22 août 1791-22 août 2021: 230 ans de la révolte des esclaves de Saint-Dominque

Date fatidique dans l’histoire de la République d’Haïti, le 22 août marque l’entrée des Haïtiens dans l’Histoire et  rappelle la révolte des esclaves de Saint-Domingue (ancien nom de l’île d’Haïti). Cette insurrection des esclaves dans la soirée du 22 et 23 août 1791, est l’une parmi les plus grandes du genre qu’a connues l’histoire de l’humanité. Elle a fait de Saint-Domingue la première colonie qui a donné le coup d’envoi à la liberté.

À Saint-Domingue, ancien nom de la République d’Haïti, la soirée du 21 au  22 aout 1791 a été marquée par une violente insurrection  des esclaves contre leur maitre en vue de lutter contre le système esclavagiste et raciste instauré par les puissances colonialistes de l’époque. Les esclaves ont réclamé : la liberté et l’égalité entre les races humaines en criant « liberté ou la mort ».

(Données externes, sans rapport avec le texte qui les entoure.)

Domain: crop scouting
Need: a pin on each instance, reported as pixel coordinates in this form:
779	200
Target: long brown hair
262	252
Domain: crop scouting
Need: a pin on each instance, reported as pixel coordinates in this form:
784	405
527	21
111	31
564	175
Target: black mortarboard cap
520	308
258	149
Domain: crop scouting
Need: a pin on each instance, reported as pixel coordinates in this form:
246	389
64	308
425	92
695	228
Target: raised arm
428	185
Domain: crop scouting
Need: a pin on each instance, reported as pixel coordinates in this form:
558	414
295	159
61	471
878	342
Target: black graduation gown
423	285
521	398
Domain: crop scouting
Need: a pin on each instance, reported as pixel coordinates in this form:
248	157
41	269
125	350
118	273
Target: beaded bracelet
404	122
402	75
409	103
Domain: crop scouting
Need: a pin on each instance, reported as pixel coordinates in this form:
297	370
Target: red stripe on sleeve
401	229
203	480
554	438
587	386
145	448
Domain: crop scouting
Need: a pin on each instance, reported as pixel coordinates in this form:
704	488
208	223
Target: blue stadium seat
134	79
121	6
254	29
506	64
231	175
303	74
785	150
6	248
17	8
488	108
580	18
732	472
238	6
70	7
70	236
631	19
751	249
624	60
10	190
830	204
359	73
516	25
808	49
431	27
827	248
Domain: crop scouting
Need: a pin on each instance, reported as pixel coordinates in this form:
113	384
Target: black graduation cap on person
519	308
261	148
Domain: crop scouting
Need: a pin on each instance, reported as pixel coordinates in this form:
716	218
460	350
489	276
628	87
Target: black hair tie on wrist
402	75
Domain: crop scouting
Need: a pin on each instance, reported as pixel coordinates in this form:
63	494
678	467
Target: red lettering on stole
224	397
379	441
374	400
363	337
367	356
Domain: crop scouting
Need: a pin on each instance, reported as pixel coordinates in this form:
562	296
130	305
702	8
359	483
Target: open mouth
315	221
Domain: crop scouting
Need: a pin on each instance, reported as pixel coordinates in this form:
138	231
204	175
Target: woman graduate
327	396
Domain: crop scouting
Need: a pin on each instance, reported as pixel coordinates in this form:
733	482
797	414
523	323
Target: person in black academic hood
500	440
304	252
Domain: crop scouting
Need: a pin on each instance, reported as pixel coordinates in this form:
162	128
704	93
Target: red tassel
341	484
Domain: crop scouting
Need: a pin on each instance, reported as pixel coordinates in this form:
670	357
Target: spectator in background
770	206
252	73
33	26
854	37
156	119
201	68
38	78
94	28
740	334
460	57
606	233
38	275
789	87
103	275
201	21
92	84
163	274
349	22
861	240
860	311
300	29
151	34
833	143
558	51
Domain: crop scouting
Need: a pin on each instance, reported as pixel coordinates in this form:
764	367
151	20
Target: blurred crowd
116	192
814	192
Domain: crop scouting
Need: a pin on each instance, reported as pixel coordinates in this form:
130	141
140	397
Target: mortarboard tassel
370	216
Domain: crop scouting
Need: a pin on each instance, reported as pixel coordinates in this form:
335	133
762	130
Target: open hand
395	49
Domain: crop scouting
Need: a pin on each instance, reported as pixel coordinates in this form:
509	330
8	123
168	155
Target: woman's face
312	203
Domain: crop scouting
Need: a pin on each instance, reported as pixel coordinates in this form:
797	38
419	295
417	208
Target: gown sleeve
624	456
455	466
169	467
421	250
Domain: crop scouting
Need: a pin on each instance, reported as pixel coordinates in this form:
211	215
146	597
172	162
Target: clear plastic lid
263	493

Après 13 années de rude bataille pour la liberté et l’égalité, cette insurrection allait aboutir à l’indépendance de l’ile et créa la première République noire et indépendante au monde, soit le 1 janvier 1804 après la glorieuse bataille de Vertières. Considéré comme l’élément déclencheur de la révolution haïtienne proposant une nouvelle vision de l’homme noir dans le monde et de l’ordre internationale établi selon certains historiens.

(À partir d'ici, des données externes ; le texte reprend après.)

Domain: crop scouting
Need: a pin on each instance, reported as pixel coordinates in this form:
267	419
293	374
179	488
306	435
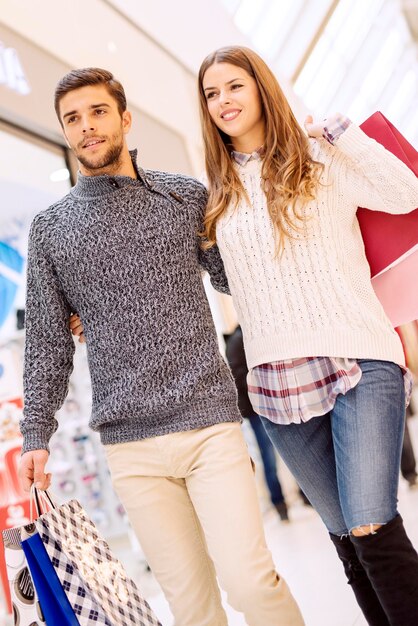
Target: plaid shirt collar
242	158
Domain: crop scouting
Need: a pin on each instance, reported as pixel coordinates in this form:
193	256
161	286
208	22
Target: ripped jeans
347	462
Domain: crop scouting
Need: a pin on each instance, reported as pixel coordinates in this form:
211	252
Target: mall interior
356	57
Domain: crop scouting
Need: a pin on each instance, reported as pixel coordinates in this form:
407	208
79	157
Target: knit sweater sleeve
210	260
377	178
49	347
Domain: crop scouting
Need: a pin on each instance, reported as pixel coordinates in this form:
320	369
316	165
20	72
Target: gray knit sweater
124	254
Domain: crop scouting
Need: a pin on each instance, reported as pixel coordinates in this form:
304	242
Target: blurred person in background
235	355
122	249
326	368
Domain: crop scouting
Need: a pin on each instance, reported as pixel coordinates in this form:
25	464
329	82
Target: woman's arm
376	178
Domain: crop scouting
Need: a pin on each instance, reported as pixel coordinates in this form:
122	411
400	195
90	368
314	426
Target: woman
326	367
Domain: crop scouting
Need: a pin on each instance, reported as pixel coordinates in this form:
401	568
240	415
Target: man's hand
76	328
32	470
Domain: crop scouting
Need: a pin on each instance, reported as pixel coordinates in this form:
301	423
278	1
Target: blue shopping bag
54	603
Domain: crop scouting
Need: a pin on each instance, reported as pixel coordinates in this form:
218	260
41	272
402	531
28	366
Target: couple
125	248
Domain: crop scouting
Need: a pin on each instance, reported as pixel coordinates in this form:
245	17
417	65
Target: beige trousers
192	502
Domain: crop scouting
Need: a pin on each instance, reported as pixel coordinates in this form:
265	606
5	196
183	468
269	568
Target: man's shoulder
178	182
53	213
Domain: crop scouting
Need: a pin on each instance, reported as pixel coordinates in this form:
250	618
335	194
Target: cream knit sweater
317	299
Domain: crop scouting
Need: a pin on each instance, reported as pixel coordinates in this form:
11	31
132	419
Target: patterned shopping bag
80	554
25	603
54	603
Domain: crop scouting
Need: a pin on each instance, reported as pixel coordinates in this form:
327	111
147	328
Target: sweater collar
88	187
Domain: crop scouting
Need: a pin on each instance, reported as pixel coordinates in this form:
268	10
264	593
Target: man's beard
109	160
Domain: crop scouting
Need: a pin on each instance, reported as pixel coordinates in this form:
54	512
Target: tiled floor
304	555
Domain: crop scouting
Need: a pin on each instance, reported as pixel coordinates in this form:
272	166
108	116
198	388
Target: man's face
93	127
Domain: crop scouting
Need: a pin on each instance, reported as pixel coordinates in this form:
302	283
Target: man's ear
65	137
126	122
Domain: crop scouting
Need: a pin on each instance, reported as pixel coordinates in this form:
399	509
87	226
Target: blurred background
352	56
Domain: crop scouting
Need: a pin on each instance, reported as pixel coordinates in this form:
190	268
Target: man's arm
49	350
210	260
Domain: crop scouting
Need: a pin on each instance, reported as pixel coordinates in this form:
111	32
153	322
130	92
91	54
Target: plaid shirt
296	390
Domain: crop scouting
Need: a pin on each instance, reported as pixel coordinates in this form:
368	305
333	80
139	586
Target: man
122	250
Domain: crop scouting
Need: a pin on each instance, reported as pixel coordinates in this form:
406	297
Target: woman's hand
330	129
314	129
76	328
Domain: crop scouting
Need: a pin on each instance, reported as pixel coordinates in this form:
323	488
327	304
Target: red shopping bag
388	237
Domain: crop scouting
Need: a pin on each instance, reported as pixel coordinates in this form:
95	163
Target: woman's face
234	104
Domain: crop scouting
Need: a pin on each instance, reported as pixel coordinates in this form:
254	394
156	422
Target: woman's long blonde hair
289	174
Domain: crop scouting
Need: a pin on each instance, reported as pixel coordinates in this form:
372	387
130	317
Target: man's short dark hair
86	77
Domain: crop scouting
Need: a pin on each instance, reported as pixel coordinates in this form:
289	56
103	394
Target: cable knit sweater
124	254
317	298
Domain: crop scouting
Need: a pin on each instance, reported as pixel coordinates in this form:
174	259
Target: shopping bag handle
42	500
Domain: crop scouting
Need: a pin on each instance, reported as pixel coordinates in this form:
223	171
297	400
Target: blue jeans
347	461
268	457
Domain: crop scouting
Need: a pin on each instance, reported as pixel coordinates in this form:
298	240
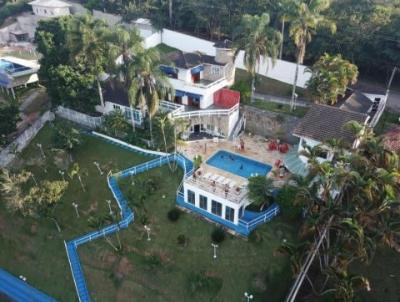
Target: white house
15	72
200	94
50	8
321	124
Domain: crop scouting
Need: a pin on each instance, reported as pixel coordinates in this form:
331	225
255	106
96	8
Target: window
203	202
191	197
216	208
229	213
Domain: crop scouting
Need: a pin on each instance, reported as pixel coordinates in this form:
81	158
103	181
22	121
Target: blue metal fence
127	214
18	290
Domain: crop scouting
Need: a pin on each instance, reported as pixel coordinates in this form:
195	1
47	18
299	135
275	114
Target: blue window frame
229	213
216	208
191	197
203	202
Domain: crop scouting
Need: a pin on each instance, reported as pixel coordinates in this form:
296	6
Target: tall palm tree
125	45
305	19
148	84
259	42
87	39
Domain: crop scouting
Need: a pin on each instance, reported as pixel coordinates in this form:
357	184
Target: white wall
282	71
211	197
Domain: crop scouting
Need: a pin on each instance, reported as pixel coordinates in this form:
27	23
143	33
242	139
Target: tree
115	121
126	44
87	41
353	200
42	200
260	190
11	189
148	83
67	138
306	18
259	42
9	117
330	77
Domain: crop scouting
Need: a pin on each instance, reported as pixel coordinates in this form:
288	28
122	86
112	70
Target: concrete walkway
280	100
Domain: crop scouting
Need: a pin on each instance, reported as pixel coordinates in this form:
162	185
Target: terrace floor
255	148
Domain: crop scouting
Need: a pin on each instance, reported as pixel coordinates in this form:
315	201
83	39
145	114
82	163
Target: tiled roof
323	122
50	3
357	102
391	139
188	60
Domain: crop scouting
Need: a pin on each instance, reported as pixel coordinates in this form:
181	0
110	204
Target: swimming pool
237	164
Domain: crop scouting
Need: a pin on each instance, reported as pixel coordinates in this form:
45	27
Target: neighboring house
200	94
50	8
15	72
23	30
321	124
200	83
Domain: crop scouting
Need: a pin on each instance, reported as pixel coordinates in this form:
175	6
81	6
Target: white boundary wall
283	71
8	153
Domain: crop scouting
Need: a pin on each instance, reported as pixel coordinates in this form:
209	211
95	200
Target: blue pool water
10	67
237	164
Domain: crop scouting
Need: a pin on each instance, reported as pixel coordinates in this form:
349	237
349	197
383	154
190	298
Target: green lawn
159	270
34	248
387	120
278	108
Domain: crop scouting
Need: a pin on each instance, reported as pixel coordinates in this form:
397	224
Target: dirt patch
61	159
124	268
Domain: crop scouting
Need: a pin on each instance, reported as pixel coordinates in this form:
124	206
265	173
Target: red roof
226	98
391	139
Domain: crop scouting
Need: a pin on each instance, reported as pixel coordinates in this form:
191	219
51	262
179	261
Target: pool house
218	192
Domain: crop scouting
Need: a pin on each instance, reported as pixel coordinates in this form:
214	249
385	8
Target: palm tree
305	19
87	39
259	42
125	45
148	84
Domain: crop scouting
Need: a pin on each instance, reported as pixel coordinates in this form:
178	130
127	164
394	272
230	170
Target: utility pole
390	81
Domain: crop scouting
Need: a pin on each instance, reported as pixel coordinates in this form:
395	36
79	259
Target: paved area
255	148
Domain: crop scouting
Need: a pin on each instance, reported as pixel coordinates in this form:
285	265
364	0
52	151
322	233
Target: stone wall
270	124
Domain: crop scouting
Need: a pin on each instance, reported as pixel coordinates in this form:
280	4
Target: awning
294	164
193	95
197	69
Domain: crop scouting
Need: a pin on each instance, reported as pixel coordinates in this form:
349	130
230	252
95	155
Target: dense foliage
353	203
368	31
9	117
330	77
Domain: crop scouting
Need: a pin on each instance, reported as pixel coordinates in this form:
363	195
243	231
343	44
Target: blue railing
18	290
260	218
127	214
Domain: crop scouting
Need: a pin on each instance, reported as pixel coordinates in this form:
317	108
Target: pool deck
255	148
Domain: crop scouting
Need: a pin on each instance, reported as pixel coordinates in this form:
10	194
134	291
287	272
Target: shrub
255	237
218	235
204	282
174	214
285	198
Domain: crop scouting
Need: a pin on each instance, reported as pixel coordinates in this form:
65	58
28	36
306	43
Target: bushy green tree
260	190
330	77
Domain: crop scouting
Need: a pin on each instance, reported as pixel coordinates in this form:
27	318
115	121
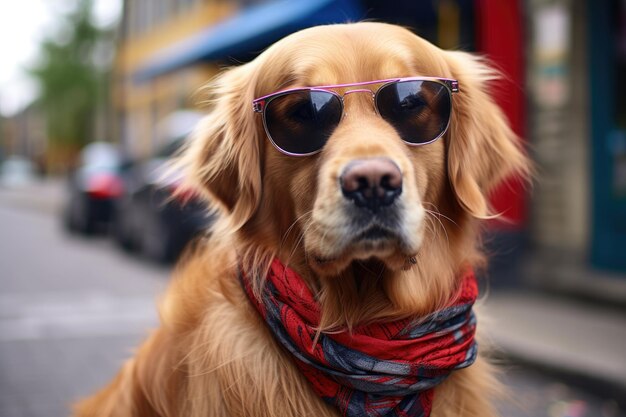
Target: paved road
71	310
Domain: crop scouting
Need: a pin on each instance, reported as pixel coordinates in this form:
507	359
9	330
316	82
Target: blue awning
249	31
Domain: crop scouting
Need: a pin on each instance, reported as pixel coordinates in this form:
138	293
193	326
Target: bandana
381	369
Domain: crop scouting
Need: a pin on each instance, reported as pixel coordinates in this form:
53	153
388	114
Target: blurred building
24	134
577	130
561	91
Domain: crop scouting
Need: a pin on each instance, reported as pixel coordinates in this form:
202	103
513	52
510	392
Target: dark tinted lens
301	122
418	110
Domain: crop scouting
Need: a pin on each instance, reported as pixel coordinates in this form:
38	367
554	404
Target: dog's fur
212	355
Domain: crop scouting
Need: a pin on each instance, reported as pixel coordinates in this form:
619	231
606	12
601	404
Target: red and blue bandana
382	369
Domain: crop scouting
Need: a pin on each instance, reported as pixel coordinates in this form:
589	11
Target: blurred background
95	95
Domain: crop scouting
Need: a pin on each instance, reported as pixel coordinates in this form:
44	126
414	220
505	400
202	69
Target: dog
351	164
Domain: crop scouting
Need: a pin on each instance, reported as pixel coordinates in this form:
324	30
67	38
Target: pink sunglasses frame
260	104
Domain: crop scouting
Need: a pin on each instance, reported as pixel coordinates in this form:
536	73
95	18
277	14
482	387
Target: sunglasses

L’ambassadeur Wien W. Arthus écrit que : « la révolution haïtienne a montré au monde que l’esclavage n’était pas une normalité et que les noirs pouvaient s’auto-diriger.»

Protestation des esclaves

Arrachés à leur terre natale, les esclaves sont arrivés dans la colonie dans des conditions atroces. « Enchainés à fond de cale avec un mètre cube et demi d’air par individu et soumis à huit mois ou plus de transport transatlantique dans ces conditions, les esclaves sont vendus aux  colons d’Amérique comme une bête de somme», avance l’historien Benoit Joachim.

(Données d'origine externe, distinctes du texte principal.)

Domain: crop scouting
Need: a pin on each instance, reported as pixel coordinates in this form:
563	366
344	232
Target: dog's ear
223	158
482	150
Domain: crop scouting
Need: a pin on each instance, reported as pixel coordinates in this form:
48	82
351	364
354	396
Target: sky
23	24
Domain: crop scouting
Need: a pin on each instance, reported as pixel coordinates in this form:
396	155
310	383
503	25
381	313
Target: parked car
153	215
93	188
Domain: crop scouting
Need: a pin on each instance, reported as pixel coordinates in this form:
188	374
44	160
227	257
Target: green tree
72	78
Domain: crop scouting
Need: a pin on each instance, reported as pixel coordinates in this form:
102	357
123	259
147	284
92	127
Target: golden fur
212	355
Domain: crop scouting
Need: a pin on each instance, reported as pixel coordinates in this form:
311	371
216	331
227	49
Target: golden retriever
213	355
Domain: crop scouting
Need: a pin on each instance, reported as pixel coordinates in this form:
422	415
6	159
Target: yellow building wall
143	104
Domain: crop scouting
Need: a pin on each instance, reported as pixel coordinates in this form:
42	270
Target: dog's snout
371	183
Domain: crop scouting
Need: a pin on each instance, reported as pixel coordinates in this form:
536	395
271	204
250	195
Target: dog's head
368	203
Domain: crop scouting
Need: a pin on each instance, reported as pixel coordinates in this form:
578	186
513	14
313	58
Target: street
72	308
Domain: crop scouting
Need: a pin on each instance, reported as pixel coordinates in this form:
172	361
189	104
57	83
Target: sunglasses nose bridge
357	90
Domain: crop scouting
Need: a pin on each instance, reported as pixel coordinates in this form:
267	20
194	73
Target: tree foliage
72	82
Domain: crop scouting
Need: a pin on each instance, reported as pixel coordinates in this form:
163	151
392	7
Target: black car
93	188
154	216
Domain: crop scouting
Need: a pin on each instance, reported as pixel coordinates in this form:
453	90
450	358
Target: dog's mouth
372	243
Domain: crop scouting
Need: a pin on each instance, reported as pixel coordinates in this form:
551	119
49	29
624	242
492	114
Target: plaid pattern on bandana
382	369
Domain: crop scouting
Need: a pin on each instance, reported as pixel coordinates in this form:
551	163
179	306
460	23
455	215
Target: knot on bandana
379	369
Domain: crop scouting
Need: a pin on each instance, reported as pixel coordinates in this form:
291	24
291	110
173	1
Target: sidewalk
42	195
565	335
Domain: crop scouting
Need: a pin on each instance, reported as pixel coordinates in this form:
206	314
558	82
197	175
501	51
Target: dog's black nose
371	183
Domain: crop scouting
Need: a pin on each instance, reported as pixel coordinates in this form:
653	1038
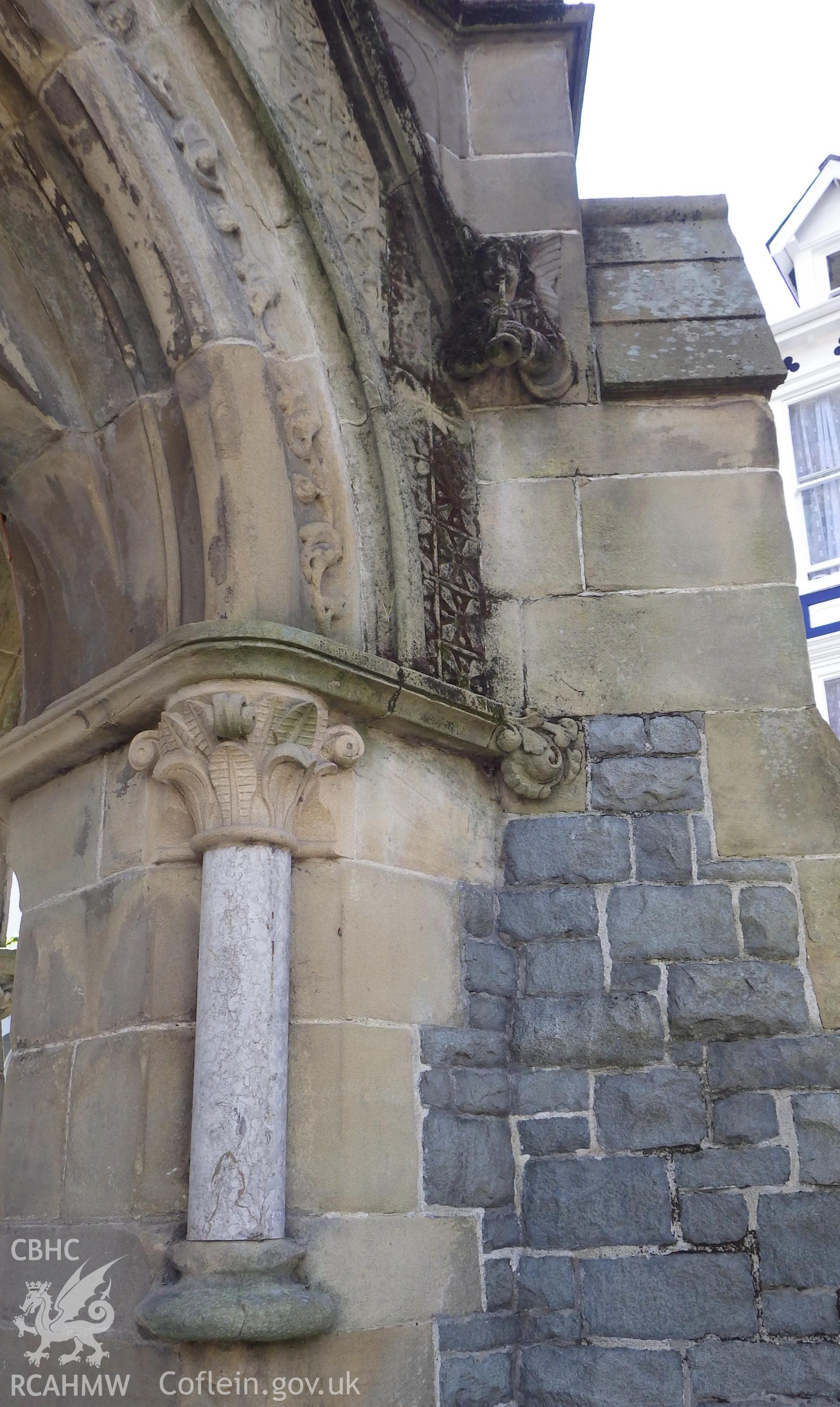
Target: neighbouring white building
807	252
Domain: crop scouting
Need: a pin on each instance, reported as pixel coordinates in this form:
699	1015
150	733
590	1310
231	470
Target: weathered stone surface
672	922
672	651
670	1296
545	1282
625	438
553	1376
648	784
797	1315
714	1218
656	1109
468	1163
541	1138
529	538
774	781
490	967
442	1047
549	914
797	1063
745	1119
816	1119
770	922
734	1168
675	734
800	1239
548	1091
676	531
611	736
663	849
819	888
479	1381
352	1136
572	1204
482	1091
567	849
725	1372
715	1001
610	1029
564	969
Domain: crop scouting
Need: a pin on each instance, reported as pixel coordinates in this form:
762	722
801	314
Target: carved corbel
510	317
539	756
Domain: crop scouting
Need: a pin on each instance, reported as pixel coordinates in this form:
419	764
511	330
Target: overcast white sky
689	98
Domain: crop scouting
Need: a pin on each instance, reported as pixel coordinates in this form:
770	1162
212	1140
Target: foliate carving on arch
508	315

En raison du traitement réservé aux noirs, à l’époque, des nègres marrons de Saint-Domingue se sont réunis lors d’une cérémonie vaudouesque au Bois-Caïman, près de Morne-Rouge, sous la direction d’un prêtre vaudou, appelé Boukman, dans la soirée du 14 août 1791 au cours de laquelle ils juraient de vivre libre ou mourir.

Moins de dix jours après la cérémonie,  une longue et résistante guerre violente éclata dans la nuit du 22 au 23 août 1791.Des centaines de sucreries et de caféières sont détruites, des Blancs eux-mêmes sont massacrés par centaine. La dernière bataille survenue en novembre 1803 a permis à l’armée indigène sous le commandement suprême de Jean Jacques Dessalines de vaincre l’armée la plus puissante de l’Europe.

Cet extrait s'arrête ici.